Note-se que, embora o perigo acompanhe a verificação de um risco elevado, não faço coincidir as duas realidades, pelo que não subscrevo o critério quantitativo. A distinção é de natureza, não de quantidade.

Exemplificando: em sede de imputação objectiva, quando se diz “criar um risco (proibido) que se concretiza no resultado”, esse risco consiste numa probabilidade de o resultado se verificar na sequência da acção (probabilidade aferida em abstracto, de acordo com as regras da causalidade e adequação). O objecto corre perigo (ex ante) e, a final, é vítima de dano. O risco reporta-se à acção do indivíduo, o perigo ao objecto.

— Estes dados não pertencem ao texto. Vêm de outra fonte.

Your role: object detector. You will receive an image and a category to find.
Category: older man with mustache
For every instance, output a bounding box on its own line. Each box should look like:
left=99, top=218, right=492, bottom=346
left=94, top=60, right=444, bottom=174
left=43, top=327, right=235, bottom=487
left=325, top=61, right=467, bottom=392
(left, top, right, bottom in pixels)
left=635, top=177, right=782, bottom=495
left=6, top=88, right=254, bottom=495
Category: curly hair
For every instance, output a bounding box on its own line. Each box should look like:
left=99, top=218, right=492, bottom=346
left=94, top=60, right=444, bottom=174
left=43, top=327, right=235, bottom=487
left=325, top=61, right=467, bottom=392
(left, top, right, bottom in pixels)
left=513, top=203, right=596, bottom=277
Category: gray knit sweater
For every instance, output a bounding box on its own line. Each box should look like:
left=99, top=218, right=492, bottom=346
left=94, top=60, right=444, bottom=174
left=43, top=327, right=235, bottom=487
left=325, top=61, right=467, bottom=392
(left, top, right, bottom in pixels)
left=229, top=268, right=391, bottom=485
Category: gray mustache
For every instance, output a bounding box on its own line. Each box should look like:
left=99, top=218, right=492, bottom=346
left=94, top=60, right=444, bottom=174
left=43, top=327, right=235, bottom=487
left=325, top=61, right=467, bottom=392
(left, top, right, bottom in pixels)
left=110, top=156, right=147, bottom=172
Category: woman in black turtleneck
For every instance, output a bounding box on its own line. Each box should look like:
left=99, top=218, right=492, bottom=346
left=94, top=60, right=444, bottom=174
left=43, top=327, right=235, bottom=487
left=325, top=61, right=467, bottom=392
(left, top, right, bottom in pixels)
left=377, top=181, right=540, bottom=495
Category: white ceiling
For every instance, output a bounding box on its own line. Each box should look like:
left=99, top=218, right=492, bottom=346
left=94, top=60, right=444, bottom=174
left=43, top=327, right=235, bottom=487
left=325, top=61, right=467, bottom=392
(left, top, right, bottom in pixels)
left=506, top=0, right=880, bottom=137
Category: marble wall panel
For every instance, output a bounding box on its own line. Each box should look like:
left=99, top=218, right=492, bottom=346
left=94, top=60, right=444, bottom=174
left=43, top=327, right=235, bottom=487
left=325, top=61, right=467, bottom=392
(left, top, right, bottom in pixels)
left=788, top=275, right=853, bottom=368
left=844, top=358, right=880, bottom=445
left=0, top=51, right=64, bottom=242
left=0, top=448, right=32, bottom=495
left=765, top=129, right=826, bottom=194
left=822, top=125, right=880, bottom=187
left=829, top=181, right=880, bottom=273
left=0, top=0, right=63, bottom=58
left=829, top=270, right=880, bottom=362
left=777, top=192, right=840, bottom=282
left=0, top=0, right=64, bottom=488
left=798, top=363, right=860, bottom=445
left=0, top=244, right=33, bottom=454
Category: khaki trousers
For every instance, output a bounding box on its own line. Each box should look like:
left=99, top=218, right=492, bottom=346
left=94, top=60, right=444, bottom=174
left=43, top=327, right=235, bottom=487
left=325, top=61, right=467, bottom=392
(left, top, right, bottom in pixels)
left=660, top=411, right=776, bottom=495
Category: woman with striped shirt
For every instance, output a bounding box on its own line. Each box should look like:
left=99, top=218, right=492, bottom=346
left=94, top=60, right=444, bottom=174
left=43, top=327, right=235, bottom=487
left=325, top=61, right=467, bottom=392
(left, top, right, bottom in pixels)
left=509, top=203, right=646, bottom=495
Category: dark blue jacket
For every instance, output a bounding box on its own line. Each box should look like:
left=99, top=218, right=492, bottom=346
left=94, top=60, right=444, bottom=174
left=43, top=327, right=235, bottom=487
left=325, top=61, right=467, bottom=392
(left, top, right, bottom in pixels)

O risco tem ínsito um carácter dinâmico, enquanto o perigo é preponderantemente passivo. Estará relacionada com esta diferença, intuindo-a, a teoria que distingue entre risco e perigo por, alegadamente, o primeiro se reportar a efeitos da acção humana e o segundo a eventos naturais. E, de algum modo, também podemos estabelecer uma relação com o facto de o termo risco só ter surgido muito mais tardiamente, quando os seres humanos se viram confrontados com opções que envolviam um alto grau de incerteza. De facto, a polémica sobre as origens do termo reveste pouco interesse para a definição da realidade subjacente ao uso intensivo do mesmo – como muitas vezes sucede, foi o conteúdo que procurou uma forma (de expressão).

69 Deste ponto de vista, haveria crimes de perigo concreto, mas os chamados crimes de perigo abstracto seriam na realidade “crimes de risco”.